In this issue of the Journal, Meireles-Brandão et al. report the results of the ISTO study, which provides further evidence on the control of LDL-C in primary prevention patients living in Portugal.12 ISTO is a retrospective study of 516 patients managed at a CVD risk outpatient clinic in a university hospital. Study patients had at least two CVD risk factors and were followed for at least two years between 1995 and 2015. At baseline, 75.0% of patients were overweight or obese, 71.9% were not regularly physically active, 63.8% had a history of hypertension, 30.6% had diabetes, and 13.0% were current smokers. Moderate-intensity statin therapy was prescribed for 91.5% of patients at baseline and intended to be maintained throughout follow-up. At a median follow-up of 11 years, median LDL-C levels had improved significantly, from 172 mg/dl at baseline to 92 mg/dl at last follow-up. This change was associated with significant reductions in both median carotid intima-media thickness and CVD risk at last follow-up. Nevertheless, since most patients had high CVD risk at baseline (according to the Framingham risk score or the ASCVD risk estimator) and considering the wide range of LDL-C levels at last follow-up, from 37 mg/dl to 211 mg/dl, it seems reasonable to conclude that most patients had not achieved currently recommended LDL-C goals at last follow-up.

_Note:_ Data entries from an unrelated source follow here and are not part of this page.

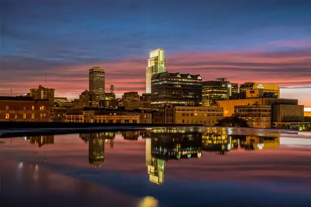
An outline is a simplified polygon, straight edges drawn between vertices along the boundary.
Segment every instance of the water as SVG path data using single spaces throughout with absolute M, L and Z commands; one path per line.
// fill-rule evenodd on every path
M 154 128 L 0 141 L 0 206 L 309 206 L 311 134 Z

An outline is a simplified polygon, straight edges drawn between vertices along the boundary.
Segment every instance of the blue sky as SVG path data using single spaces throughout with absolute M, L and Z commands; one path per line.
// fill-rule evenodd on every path
M 299 100 L 311 92 L 310 1 L 2 0 L 0 4 L 0 91 L 13 88 L 24 93 L 43 84 L 47 71 L 57 95 L 77 97 L 87 88 L 87 69 L 99 64 L 117 92 L 143 92 L 148 52 L 161 48 L 169 71 L 187 67 L 203 80 L 226 76 L 239 83 L 274 81 L 296 88 L 282 93 Z M 251 61 L 245 57 L 250 54 Z M 183 67 L 178 57 L 188 61 L 185 65 L 204 64 Z M 208 61 L 219 64 L 212 70 Z M 229 64 L 225 72 L 221 66 L 233 62 L 239 63 L 237 67 Z M 63 74 L 65 68 L 71 75 Z M 261 70 L 267 73 L 257 74 Z M 301 87 L 304 90 L 297 88 Z

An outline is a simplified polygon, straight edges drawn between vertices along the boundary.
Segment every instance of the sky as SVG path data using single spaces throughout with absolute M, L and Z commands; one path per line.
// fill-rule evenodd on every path
M 144 92 L 149 52 L 203 81 L 276 83 L 311 107 L 311 1 L 0 0 L 0 93 L 45 85 L 77 98 L 106 69 L 117 96 Z

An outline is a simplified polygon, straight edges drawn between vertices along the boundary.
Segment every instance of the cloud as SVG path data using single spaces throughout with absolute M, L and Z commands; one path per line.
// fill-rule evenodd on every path
M 78 97 L 88 88 L 88 70 L 101 65 L 106 68 L 106 88 L 114 85 L 115 92 L 144 92 L 147 59 L 133 58 L 96 64 L 61 64 L 34 58 L 4 56 L 2 59 L 1 88 L 12 88 L 23 94 L 28 88 L 44 85 L 55 89 L 55 95 Z M 217 52 L 167 55 L 167 70 L 170 72 L 199 74 L 204 81 L 220 77 L 232 82 L 260 82 L 277 83 L 283 88 L 309 88 L 311 85 L 311 51 L 287 52 Z M 22 75 L 16 76 L 16 74 Z

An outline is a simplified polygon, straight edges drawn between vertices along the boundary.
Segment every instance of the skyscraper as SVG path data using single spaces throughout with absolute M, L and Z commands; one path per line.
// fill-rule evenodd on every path
M 151 107 L 163 104 L 172 106 L 200 106 L 202 104 L 202 78 L 200 75 L 168 72 L 151 78 Z
M 35 99 L 48 99 L 51 104 L 54 104 L 55 89 L 53 88 L 45 88 L 40 85 L 38 88 L 30 88 L 29 91 L 30 96 Z
M 151 93 L 151 79 L 154 74 L 166 71 L 164 50 L 162 49 L 151 51 L 146 68 L 146 93 Z
M 230 83 L 226 78 L 202 82 L 202 106 L 215 106 L 217 100 L 229 100 L 232 94 L 238 92 L 237 83 Z
M 99 96 L 100 99 L 105 98 L 105 69 L 97 66 L 91 68 L 88 74 L 88 90 Z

The findings of the ISTO study, like previous studies performed in Portugal, are not surprising. Most of the patients receiving lipid-lowering therapy in these studies were on moderate-intensity statin therapy and very few were taking ezetimibe. Taking a statin is certainly not enough to prevent avoidable atherosclerotic CVD. Optimal lowering of LDL-C is not achieved in most patients initiated on statin monotherapy, and these patients will experience significantly increased risk of future CVD, whether or not established CVD is present at baseline.13,14
Now is the time to step out of the comfort zone, to fight treatment inertia and realize the full potential of the benefits of LDL-C reduction in patients at high or very high CVD risk, by combining statin therapy with ezetimibe and/or other LDL-C lowering therapies such as bempedoic acid and PCSK9 inhibitors as needed to achieve the recommended LDL-C goal. “Great things never came from comfort zones.” (Neil Strauss)
The author declares having received honoraria for consultancy and/or lectures from Amgen, Daiichi-Sankyo, Medinfar, Novartis, Tecnimede, and Viatris.